Rentrée 2014 : le Web peut-il remplacer une salle de cours ?
SOCIÉTÉ

SONDAGE - A la veille de la rentrée des professeurs lundi, metronews s'intéresse à une étude de la Casden sur l'évolution du rôle des enseignants face au développement d'Internet. Pour 84% des Français, les profs restent irremplaçables malgré l'essor du Web. Ceux-ci doivent pourtant apprendre à composer avec ce nouvel outil.

Internet remplacera-t-il demain les enseignants ? Si l'émergence de nombreuses méthodes d'apprentissage à distance, par Internet, pourrait laisser à penser que l'avenir des professeurs est loin d'être rose, les Français restent convaincus du contraire. Selon un sondage réalisé par la Casden (banque coopérative de l'Éducation, de la Recherche et de la Culture) en effet, 84 % des personnes interrogées estiment qu'Internet ne remplacera jamais la bonne vieille salle de classe. A l'heure des méthodes d'apprentissage en ligne et des cours à distance (les MOOC, Massively open online courses ou cours en ligne ouverts à tous), l'importance accordée aux profs a de quoi surprendre.

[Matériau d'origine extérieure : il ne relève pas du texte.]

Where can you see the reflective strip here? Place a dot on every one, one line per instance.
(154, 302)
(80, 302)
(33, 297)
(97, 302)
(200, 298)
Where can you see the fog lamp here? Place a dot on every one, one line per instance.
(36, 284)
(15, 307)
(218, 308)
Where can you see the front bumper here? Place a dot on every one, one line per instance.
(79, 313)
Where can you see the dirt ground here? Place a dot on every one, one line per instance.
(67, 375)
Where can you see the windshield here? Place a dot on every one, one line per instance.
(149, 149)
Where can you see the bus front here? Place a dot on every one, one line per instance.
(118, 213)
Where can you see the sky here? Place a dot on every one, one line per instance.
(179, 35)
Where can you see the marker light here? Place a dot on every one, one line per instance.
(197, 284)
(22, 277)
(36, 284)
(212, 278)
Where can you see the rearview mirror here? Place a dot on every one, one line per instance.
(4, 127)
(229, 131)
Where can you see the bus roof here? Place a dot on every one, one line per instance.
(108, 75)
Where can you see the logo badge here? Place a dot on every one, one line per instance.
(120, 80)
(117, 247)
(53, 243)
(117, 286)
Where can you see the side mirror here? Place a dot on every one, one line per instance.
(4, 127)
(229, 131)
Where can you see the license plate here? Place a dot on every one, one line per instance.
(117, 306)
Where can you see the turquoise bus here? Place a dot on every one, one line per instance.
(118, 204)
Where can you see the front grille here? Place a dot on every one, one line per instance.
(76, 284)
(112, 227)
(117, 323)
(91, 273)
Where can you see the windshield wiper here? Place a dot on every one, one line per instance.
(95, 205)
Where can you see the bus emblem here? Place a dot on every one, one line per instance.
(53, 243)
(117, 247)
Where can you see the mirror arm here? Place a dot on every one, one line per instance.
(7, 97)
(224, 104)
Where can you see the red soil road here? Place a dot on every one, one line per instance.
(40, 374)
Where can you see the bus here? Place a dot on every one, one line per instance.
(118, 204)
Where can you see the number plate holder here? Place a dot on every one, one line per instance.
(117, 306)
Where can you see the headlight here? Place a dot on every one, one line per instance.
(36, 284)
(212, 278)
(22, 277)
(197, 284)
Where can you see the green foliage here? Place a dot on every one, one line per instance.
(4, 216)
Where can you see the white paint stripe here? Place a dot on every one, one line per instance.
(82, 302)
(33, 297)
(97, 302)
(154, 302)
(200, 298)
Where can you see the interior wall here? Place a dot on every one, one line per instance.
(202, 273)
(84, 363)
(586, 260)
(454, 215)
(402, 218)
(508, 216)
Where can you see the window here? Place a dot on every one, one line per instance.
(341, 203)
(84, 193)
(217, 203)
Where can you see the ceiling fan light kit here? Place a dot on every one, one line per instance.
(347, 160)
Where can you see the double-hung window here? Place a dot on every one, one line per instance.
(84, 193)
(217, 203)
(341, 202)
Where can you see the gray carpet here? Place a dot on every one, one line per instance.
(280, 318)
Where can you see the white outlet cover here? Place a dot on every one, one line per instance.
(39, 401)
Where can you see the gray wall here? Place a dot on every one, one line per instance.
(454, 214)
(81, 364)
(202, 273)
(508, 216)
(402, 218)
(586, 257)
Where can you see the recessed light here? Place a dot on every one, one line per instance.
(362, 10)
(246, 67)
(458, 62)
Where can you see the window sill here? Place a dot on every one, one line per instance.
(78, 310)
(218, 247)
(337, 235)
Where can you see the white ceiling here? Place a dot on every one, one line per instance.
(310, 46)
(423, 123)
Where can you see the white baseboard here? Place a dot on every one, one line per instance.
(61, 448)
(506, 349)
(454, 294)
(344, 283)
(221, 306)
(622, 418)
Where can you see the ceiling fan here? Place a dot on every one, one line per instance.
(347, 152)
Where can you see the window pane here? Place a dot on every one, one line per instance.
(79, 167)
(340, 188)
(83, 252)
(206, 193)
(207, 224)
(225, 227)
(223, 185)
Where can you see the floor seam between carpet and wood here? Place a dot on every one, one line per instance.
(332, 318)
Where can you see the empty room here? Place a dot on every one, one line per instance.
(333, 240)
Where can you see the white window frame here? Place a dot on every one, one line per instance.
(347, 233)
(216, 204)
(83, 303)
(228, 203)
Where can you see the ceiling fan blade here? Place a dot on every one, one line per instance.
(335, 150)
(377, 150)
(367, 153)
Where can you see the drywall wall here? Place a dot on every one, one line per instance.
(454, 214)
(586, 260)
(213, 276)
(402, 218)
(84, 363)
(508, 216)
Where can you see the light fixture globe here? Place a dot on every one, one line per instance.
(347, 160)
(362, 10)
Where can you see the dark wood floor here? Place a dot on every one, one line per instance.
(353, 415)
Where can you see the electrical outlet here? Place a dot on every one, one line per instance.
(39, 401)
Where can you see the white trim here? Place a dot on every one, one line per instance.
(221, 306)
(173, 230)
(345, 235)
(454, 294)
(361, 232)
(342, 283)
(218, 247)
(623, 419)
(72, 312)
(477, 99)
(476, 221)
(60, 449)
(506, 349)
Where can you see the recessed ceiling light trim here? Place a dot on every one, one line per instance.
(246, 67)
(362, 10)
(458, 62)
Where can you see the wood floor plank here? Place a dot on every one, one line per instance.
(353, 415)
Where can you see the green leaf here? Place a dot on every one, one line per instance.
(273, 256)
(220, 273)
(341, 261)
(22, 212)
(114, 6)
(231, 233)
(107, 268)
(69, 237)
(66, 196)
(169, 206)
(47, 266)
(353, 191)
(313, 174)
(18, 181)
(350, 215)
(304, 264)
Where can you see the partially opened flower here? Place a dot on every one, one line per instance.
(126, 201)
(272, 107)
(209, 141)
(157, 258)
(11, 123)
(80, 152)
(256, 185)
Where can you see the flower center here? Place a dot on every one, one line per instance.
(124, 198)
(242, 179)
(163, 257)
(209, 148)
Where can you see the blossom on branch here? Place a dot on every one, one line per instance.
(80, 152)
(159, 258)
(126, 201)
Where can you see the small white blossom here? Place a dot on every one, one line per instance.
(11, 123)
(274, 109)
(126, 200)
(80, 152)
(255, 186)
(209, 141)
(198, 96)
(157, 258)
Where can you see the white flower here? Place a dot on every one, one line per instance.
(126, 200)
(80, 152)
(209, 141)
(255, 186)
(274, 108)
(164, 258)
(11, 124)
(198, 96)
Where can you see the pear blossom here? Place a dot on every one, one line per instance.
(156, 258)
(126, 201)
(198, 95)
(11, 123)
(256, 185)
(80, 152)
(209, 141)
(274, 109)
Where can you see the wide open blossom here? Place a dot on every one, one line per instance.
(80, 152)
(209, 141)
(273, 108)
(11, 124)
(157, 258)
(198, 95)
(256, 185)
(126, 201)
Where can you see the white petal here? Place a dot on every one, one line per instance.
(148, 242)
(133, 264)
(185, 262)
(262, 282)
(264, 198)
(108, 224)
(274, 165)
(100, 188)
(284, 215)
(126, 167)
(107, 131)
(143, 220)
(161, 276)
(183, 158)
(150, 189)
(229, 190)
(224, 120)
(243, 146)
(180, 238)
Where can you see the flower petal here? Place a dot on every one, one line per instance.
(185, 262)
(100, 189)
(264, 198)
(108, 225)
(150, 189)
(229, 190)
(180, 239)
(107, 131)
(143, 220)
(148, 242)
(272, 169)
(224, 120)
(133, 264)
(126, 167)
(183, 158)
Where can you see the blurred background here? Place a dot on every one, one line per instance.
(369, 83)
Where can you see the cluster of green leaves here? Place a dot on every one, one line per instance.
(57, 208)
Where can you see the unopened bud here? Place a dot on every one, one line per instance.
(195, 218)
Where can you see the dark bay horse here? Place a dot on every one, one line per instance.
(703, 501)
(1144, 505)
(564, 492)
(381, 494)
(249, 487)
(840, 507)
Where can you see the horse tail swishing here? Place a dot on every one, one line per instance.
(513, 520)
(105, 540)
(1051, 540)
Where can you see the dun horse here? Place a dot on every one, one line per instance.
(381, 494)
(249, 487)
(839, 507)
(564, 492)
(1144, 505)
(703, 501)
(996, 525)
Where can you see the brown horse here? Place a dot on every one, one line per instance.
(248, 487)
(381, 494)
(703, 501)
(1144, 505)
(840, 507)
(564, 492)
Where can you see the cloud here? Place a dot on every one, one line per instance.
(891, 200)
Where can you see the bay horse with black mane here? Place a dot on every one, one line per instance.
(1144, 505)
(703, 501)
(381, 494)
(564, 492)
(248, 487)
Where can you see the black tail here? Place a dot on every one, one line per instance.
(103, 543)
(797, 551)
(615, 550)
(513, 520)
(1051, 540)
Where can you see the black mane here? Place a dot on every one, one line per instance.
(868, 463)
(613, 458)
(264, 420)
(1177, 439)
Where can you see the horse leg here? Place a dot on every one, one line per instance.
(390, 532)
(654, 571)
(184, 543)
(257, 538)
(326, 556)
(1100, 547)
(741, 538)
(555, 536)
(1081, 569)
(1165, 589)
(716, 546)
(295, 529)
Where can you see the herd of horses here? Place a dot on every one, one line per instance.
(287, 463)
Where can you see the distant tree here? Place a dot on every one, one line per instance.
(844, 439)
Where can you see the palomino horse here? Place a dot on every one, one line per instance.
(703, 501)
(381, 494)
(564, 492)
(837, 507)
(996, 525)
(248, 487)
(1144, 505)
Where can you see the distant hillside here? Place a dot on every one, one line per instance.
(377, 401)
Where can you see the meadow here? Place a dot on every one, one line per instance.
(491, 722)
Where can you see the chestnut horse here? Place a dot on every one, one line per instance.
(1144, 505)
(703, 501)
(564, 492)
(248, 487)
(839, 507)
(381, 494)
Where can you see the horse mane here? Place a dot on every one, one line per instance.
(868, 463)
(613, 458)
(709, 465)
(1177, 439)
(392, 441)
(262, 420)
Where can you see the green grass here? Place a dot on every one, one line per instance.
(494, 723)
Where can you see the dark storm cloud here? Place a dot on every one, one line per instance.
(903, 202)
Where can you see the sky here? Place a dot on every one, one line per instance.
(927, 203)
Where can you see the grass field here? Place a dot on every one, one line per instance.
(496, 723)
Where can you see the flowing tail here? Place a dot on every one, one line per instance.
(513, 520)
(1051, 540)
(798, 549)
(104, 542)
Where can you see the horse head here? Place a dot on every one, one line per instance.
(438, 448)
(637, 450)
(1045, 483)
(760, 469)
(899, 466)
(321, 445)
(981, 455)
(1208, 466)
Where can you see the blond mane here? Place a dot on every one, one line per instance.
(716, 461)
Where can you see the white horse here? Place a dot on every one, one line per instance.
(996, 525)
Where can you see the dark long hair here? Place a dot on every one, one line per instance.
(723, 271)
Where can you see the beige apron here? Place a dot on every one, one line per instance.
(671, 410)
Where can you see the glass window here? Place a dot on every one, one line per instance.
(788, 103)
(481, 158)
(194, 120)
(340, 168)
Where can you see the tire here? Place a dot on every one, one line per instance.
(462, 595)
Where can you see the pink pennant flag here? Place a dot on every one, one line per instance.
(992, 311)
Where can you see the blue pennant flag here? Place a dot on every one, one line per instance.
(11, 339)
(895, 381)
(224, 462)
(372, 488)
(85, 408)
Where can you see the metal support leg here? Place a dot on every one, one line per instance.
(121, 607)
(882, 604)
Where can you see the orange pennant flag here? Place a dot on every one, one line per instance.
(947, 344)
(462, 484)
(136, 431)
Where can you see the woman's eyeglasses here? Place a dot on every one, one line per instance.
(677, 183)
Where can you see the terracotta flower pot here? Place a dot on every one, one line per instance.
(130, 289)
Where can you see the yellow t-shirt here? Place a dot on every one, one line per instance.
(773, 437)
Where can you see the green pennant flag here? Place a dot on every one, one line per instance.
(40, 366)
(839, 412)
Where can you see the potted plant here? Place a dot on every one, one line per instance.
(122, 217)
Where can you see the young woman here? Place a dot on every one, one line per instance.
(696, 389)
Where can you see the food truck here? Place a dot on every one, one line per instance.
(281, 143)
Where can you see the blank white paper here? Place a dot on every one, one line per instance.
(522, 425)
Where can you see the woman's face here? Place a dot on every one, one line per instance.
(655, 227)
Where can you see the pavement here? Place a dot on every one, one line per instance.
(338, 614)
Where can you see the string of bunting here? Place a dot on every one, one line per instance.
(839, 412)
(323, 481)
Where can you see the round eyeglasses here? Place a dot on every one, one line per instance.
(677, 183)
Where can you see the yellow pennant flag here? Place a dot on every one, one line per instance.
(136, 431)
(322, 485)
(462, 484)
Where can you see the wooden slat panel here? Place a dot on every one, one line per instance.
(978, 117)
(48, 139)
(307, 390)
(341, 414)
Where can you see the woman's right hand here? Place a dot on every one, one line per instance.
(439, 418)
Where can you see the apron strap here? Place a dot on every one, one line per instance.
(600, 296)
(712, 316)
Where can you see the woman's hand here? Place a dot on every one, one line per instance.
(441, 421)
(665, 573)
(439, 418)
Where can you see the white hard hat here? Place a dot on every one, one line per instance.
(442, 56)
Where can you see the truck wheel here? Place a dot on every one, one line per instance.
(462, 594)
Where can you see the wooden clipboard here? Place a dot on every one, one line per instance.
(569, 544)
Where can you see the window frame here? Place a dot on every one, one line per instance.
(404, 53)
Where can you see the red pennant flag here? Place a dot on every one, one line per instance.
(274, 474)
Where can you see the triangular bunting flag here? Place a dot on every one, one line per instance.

Un nouveau rôle pour l'enseignant

Il ne sert à rien, en réalité, d'opposer maîtres d'école et Internet. Guillaume, professeur de mathématiques dans un collège du Vaucluse, l'utilise ainsi régulièrement dans sa salle de classe, "pour se connecter à des sites web et projeter sur grand écran des exercices de calcul mental", nous explique-t-il. Chaque soir également, le jeune homme de 34 ans poste sur l'extranet de l'établissement un résumé du cours du jour, ainsi que les énoncés des exercices à faire pour le lendemain.

Comme l'explique à metronews Ronan Chastellier, sociologue et maître de conférences à Sciences Po, "le Web est une chance pour l'éducation : il pousse les élèves à se poser des questions sur ce qu'ils apprennent, or cette curiosité est fondamentale, c'est elle qui est à la base de l'apprentissage". Plus de deux tiers des parents d'élèves interrogés par la Casden abondent en ce sens et estiment qu'utiliser Internet pour faire ses devoirs est une bonne chose. C'est là que, selon le sociologue, le nouveau rôle de l'enseignant apparaît. "Les études montrent que beaucoup d'adultes se sentent submergés par la quantité d'informations auxquelles ils ont accès. Il en est de même pour les enfants. Le professeur doit donc corriger, hiérarchiser et éclaircir ces informations".

Dans ces conditions, apprendre seul, dans son coin, uniquement grâce à Internet, n'apparaît pas comme une bonne alternative pour les jeunes élèves. Même les méthodes d'apprentissage nouvelles, où l'élève apprendrait chez lui avant de venir faire exercices et devoirs en cours, ne sont pas adaptées, estime Ronan Chastellier : "La pédagogie inversée, ça marche très bien à Harvard. Mais cela nécessite un certain niveau d'éducation préalable, ce qui la rend assez inadapté à la salle de classe de primaire".